Home

Sirens of the Rockpool

Cohost writing prompt: @Making-up-Monsters — Monster who, for the last time, does NOT have any control over the weather

Two blue-black eel-tailed women are sunning themselves in a tidal pool, a silt-floored clutch of rocks at the foot of a sharply eroded promontory. At high tide, the sea scours anew at the foot of the cliffs; now, at low, the bay's ribbed expanse of sand is exposed. Here, some way off its softness, there are little spots of temporary luxury, a short wriggle from the surf.

"There's that girl again," says one, nudging the other and giving a sly smile full of points. "Eh? Whatever her name is? Jam?"
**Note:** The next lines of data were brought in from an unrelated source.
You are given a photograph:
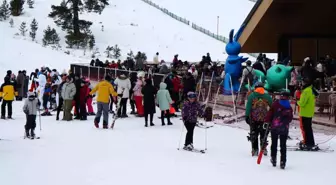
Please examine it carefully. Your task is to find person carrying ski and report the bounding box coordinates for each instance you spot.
[297,78,319,150]
[23,92,41,139]
[141,78,156,127]
[89,75,118,129]
[0,76,18,119]
[156,82,173,126]
[182,92,204,150]
[265,91,293,169]
[245,82,272,156]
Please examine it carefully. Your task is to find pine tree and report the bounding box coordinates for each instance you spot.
[89,35,96,50]
[105,46,113,58]
[112,44,121,59]
[9,19,14,28]
[0,0,10,20]
[19,22,28,36]
[29,19,38,41]
[49,0,108,47]
[127,50,134,60]
[10,0,24,16]
[27,0,35,8]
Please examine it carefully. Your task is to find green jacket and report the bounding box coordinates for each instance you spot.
[297,86,315,118]
[245,92,273,117]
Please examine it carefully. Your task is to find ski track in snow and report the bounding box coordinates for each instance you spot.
[0,102,336,185]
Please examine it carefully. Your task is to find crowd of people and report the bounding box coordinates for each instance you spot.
[0,52,336,171]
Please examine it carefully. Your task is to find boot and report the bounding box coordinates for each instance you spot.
[271,157,276,167]
[94,120,99,128]
[30,129,35,139]
[251,149,259,157]
[280,161,286,170]
[103,121,108,129]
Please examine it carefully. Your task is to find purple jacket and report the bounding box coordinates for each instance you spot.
[182,101,204,123]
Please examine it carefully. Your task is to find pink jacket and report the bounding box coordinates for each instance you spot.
[133,79,143,96]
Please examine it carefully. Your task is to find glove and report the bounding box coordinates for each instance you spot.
[245,116,250,125]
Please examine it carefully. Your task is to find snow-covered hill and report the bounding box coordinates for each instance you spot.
[0,0,236,79]
[0,102,336,185]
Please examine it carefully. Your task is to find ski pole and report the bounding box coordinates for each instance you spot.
[177,121,184,150]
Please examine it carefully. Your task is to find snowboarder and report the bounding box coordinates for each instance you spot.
[0,76,18,119]
[141,79,156,127]
[89,75,118,129]
[297,78,318,150]
[23,92,41,139]
[245,82,272,156]
[266,91,293,169]
[156,82,173,126]
[182,92,204,150]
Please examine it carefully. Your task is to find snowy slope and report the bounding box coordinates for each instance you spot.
[0,102,336,185]
[0,0,231,80]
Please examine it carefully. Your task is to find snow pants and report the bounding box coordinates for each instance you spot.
[250,122,266,151]
[95,102,109,125]
[134,96,144,116]
[117,98,128,117]
[86,98,93,113]
[25,115,36,131]
[271,132,288,163]
[184,121,196,146]
[1,100,13,117]
[301,117,315,147]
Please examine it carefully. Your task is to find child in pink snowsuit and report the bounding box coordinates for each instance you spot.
[85,79,96,116]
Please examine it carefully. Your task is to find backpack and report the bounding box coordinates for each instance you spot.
[251,98,268,122]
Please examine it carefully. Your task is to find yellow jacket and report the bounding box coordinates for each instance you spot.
[90,80,118,103]
[0,83,18,101]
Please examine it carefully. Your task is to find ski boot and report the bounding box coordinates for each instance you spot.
[251,149,259,157]
[30,129,35,139]
[271,157,276,167]
[94,120,99,128]
[264,148,268,156]
[280,161,286,170]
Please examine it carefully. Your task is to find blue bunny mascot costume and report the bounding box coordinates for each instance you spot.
[223,26,248,95]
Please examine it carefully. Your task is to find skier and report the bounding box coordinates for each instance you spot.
[89,75,118,129]
[0,76,18,119]
[61,75,76,121]
[115,74,131,118]
[23,92,41,139]
[266,91,293,169]
[133,71,145,117]
[245,82,272,156]
[141,78,156,127]
[156,82,173,126]
[182,92,204,150]
[297,78,319,150]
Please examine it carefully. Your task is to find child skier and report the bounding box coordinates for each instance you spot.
[182,92,204,150]
[245,82,272,156]
[266,91,293,169]
[23,92,41,139]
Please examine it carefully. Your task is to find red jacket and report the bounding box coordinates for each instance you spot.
[79,85,89,103]
[172,77,182,92]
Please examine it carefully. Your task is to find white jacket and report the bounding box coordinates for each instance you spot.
[114,78,131,98]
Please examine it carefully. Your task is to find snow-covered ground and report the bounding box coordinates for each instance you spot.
[0,102,336,185]
[0,0,234,79]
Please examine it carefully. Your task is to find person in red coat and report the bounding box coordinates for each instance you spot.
[79,80,89,120]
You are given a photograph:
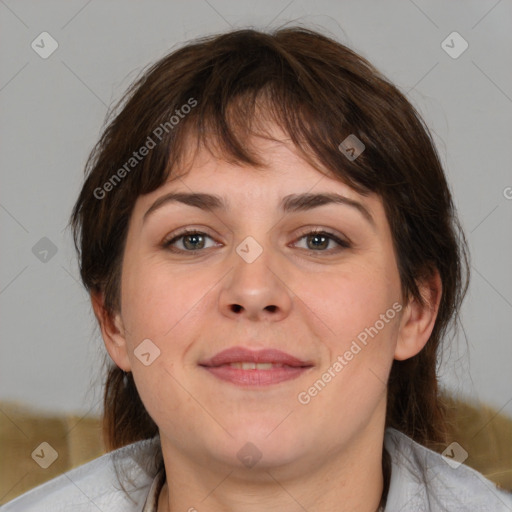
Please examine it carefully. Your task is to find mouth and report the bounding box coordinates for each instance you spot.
[199,347,314,387]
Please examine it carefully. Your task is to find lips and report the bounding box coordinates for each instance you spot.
[200,347,312,368]
[199,347,313,386]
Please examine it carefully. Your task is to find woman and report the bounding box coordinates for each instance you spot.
[4,28,512,512]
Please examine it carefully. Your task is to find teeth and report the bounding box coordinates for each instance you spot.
[229,362,283,370]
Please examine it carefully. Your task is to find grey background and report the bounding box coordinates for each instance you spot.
[0,0,512,416]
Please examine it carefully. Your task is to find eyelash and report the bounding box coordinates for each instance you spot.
[162,229,352,254]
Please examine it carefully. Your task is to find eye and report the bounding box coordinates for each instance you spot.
[295,229,351,253]
[162,229,215,253]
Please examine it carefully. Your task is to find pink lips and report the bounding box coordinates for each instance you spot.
[199,347,313,386]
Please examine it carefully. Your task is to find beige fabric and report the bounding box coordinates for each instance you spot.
[0,399,512,504]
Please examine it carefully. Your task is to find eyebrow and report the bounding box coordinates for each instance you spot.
[143,192,375,227]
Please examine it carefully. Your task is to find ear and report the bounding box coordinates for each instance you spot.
[91,292,131,372]
[395,269,442,361]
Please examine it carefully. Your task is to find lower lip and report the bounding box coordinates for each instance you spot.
[203,365,311,386]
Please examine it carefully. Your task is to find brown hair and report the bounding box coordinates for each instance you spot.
[71,23,468,496]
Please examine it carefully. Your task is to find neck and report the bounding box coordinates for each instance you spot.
[158,422,384,512]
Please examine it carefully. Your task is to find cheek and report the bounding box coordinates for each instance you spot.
[122,258,215,342]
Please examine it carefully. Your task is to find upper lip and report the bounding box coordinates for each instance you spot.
[199,347,312,367]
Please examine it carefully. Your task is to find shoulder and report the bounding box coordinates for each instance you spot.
[384,428,512,512]
[0,437,159,512]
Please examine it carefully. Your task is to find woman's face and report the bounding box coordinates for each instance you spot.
[110,127,403,467]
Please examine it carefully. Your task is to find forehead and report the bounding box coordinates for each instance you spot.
[139,124,379,212]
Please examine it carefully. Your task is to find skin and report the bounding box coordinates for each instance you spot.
[92,127,441,512]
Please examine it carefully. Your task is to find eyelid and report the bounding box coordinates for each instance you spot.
[161,226,353,255]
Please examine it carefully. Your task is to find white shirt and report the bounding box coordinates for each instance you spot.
[0,428,512,512]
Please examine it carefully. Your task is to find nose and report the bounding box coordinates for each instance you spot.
[219,241,293,322]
"Jane," the second says, defensively.

Jane is a speck, still, a silhouette upon the cliff. It'll be a while before she works her way down the paths to the beach, and along the sand, around the inhospitable rocky curve of the bay to here.

"What do you think she wants today," says the first, and her sister heaves an enormous, put-upon sigh.

"How should I know," she says.

"Do you think it's weather again."

"I don't know."

"How many times do you think she's going to ask for weather."

"I don't know."

"Do you think she listens at all when you tell her you can't control the weather."

"She keeps asking." She scoops up a handful of water with a tiny, swimming crab in it, watches it whiz round and round her webbed grasp.

"What do you think she'll offer you for it today."

She studiously ignores the question.

"Do you think she'll offer you her virginity again," the first says, smiling hugely with lots of teeth, coaxing with a sharp elbow. "Eh? How many times is that, now?"

"Virginity is a social construct," she says evasively, and lets the crab loose in the water.

It's more times than seem remotely plausibly motivated by any actual concern for a fleeting change or hold in the weather.

"Maybe you could offer to swap her for yours."

"Maybe you'd talk less if someone tangled you in a drift net and you washed up for the gulls to pick at."

The first gives a throaty, throbbing laugh, and heaves her torso onto the rocks. "Don't do anything I wouldn't do!" she taunts, and slithers across sunwarmed stone and the pockets of damp sand between, into the sea's edge, only a distantly-glimpsed shape from the distance of the cliff paths.